After college I left my bubble in Arizona and saw the world. I lived in the most different places. Places that startled me, stunned me and amazed me. I learned about all walks of life and It was only then that a second education began within me. One outside the reach of my parents, family and my comfort zone. One that frightened me and pushed me to ask very serious questions about myself and my place in it. It wasn't overnight, but little by little, I allowed this strange transformation to occur within myself of letting go of certain beliefs I identified with, of opening my heart and mind and above all I began to LISTEN to voices that contradicted my own. Once this began, it was an easy and beautiful road to shaping my thoughts and feelings about the world. I gained a new perspective and it was as if the universe opened up to me and gave me a glimpse of a sacred truth: caring about everyone and everything only expands your ability to care, not overwhelm it.
Our ability to empathize with others, to understand their struggles and pain, is what makes us most human, it is the food that feeds your soul and what I believe to be great about this country. It is true with everything and all things--children, animals, the elderly, the environment, the food we grow, everything. It is what makes us listen and try to help, to make things better. This feeling of empathy was not exercised on election night. It's clear, the desire to help our fellow man is not a priority among a huge population of Americans.

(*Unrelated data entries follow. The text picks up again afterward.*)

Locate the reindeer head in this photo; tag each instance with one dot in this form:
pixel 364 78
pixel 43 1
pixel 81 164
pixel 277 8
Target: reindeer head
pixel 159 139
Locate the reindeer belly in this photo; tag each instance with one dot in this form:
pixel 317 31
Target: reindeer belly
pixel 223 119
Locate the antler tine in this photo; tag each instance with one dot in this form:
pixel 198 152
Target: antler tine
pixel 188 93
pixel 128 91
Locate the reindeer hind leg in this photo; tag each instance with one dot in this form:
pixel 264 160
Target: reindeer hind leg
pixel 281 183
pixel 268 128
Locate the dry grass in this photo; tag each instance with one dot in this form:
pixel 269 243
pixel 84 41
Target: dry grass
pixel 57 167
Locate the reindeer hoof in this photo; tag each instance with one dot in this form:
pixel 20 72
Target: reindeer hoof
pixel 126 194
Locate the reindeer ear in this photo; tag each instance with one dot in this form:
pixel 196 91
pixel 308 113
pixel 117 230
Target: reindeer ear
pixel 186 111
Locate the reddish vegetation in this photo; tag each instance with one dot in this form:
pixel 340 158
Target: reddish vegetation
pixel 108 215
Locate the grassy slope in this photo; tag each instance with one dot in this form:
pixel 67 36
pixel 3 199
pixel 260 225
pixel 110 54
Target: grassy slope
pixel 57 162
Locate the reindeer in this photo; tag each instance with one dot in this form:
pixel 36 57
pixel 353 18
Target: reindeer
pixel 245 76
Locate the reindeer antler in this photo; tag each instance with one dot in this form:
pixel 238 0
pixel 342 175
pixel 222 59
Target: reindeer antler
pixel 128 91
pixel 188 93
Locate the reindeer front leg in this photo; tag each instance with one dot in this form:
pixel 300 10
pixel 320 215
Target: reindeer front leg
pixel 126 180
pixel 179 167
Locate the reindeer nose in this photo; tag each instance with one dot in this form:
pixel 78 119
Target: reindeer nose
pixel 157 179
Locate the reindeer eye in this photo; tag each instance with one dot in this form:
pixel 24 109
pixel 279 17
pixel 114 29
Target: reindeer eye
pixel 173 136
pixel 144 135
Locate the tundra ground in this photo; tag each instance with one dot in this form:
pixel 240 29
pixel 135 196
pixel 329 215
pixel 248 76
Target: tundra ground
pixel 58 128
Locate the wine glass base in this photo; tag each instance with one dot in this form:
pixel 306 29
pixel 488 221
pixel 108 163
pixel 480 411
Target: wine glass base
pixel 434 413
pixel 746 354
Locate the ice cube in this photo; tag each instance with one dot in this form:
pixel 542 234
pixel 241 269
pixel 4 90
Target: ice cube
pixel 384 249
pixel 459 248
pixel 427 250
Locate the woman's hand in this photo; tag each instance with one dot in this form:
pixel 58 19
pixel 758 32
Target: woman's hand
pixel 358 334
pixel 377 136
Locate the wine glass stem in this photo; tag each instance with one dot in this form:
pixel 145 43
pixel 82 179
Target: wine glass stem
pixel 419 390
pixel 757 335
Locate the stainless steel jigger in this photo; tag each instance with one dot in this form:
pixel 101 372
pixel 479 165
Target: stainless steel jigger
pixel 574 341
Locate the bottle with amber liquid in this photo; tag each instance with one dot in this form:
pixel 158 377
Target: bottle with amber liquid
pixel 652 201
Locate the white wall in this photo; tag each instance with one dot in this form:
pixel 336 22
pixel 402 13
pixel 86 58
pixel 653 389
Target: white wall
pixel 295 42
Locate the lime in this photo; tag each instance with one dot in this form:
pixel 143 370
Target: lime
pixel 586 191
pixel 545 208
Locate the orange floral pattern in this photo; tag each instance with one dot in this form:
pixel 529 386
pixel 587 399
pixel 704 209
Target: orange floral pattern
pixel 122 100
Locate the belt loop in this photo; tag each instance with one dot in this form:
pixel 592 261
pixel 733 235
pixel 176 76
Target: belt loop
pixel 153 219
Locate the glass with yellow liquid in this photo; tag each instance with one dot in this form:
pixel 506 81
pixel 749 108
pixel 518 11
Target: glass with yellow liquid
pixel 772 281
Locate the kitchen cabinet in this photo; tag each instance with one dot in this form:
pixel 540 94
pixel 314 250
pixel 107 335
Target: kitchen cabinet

I believe this election wasn't really about challenging issues (as it should've been.) What is our plan to grow the economy for working class Americans? Can we have affordable higher education? How do we begin reforming immigration? It was mainly about general broad strokes of differences. In the end I feel this election was about protecting what you believe in. And I truly believe that the people who voted for our new president aren't expecting a radical change in job creation and economic growth. I think they were protesting. But at the cost of what? Those votes were heard, you are angry, you are tired and I truly sympathize with those in hard places in their lives. But what lies in the aftermath of this choice? Your desire to be heard, to stake claim to unconventional leadership, has a dramatic effect. People in need of insurance and medicine- won't have it, children of the 'Dreamers' act are now afraid of their parents being deported, those needing access to medical facilities, or places providing early education- don't matter. There is a sense of security in American that has been lost. The country my website celebrates feels as if it's lost its greatest ally.
Why? A lack of empathy.
This tunnel vision of holding on tight to what you feel is being taken from you is just an inability to understand, an inability to be empathetic. Protecting everyone's rights is also protecting your own. A real patriot of this country would be concerned with protecting the constitution, not amending it to fit personal needs and beliefs. Taking away someone else's rights, is taking away yours. Exclusion, walls, and a dark mistrust of others will only keep you in the same position you're trying to fight out of. Alone, afraid and without opportunity.
Empathy is what we lack as a nation. I doubt the president elect can deliver the promises his voters want. And on the day they discover this, I hope some will search inward and begin talking, looking around and listening. Empathy is taught by example. Start anywhere and everywhere. With your children at the playground, picking up trash at the beach, walking dogs at the humane society, donating money to hospice in names of those you love, versus gift cards at Best Buy.... all these ways to support your communities could fall on the path of one who isn't accustomed to practicing empathy with those outside their immediate circles. Perhaps one of these voters will benefit from this type of social responsibility and then they might talk, look around and listen. It's the only way. We must be the change we seek, be the model and others will follow.
Stay strong and fight for what you believe in: It's the American way.